Unhackable Temporal Rewarding for Scalable Video MLLMs
En Yu, Kangheng Lin, Liang Zhao, Yana Wei, Zining Zhu, Haoran Wei, Jianjian Sun, Zheng Ge, Xiangyu Zhang, Jingyu Wang, Wenbing Tao
TL;DR
This work identifies temporal hacking as a core cause of the anti-scaling law in video-language MLLMs and formalizes it within a reinforcement-learning framework. It introduces Temporal Perplexity (TPL) to quantify proxy–true objective misalignment and presents Unhackable Temporal Rewarding (UTR), grounded in high frame information density and inter-frame dynamics, to reshape reward signals. Through Video-UTR, the method demonstrates improved video understanding with fewer data and parameter investments, supported by extensive benchmarks and ablations. The approach highlights the importance of aligning proxy rewards with true video-language objectives and offers scalable strategies for robust temporal modeling in video AI systems.
Abstract
In the pursuit of superior video-processing MLLMs, we have encountered a perplexing paradox: the "anti-scaling law", where more data and larger models lead to worse performance.
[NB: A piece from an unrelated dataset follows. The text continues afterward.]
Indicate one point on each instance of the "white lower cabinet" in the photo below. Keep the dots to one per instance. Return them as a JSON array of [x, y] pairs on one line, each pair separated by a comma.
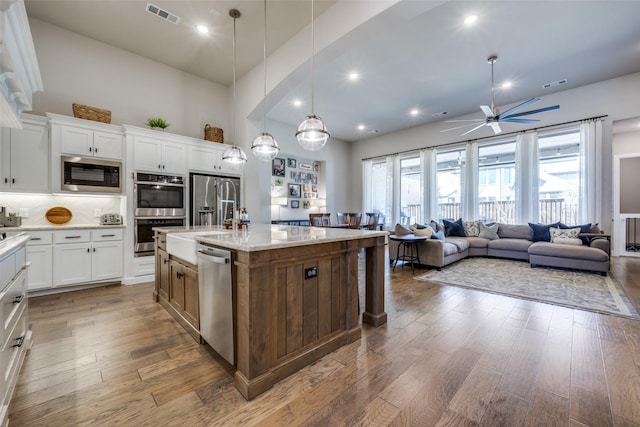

This study unmasks the culprit: "temporal hacking", a phenomenon where models shortcut by fixating on select frames, missing the full video narrative. In this work, we systematically establish a comprehensive theory of temporal hacking, defining it from a reinforcement learning perspective, introducing the Temporal Perplexity (TPL) score to assess this misalignment, and proposing the Unhackable Temporal Rewarding (UTR) framework to mitigate the temporal hacking. Both theoretically and empirically, TPL proves to be a reliable indicator of temporal modeling quality, correlating strongly with frame activation patterns. Extensive experiments reveal that UTR not only counters temporal hacking but significantly elevates video comprehension capabilities. This work not only advances video-AI systems but also illuminates the critical importance of aligning proxy rewards with true objectives in MLLM development.